For VMs with assigned devices or VFIO mediated devices, all or part of
guest memory are pinned for long-term.

Auto NUMA balancing will periodically selects VMAs of a process and change
protections to PROT_NONE even though some or all pages in the selected
ranges are long-term pinned for DMAs, which is true for VMs with assigned
devices or VFIO mediated devices.

Though this will not cause real problem because NUMA migration will
ultimately reject migration of those kind of pages and restore those
PROT_NONE PTEs, it causes KVM's secondary MMU to be zapped periodically
with equal SPTEs finally faulted back, wasting CPU cycles and generating
unnecessary TLB-shootdowns.

This series first introduces a new flag MMU_NOTIFIER_RANGE_NUMA in patch 1
to work with mmu notifier event type MMU_NOTIFY_PROTECTION_VMA, so that
the subscriber (e.g.KVM) of the mmu notifier can know that an invalidation
event is sent for NUMA migration purpose in specific.
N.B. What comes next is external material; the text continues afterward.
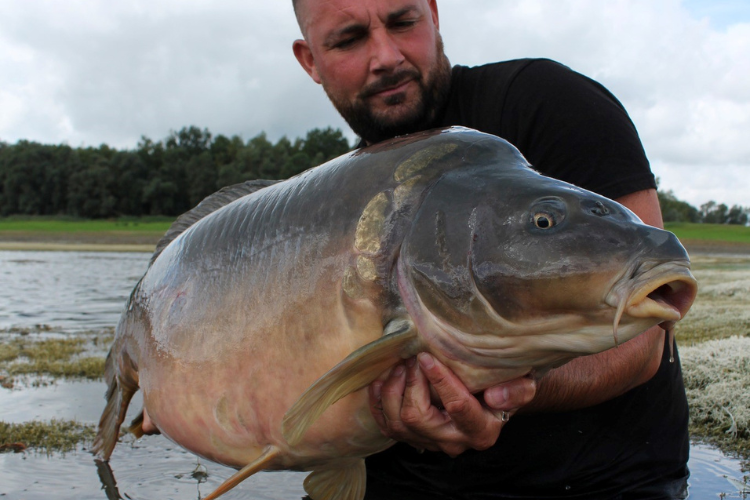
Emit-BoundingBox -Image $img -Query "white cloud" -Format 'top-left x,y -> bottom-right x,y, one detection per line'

Patch 2 skips setting PROT_NONE to long-term pinned pages in the primary
MMU to avoid NUMA protection introduced page faults and restoration of old
huge PMDs/PTEs in primary MMU.

Patch 3 introduces a new mmu notifier callback .numa_protect(), which
will be called in patch 4 when a page is ensured to be PROT_NONE protected.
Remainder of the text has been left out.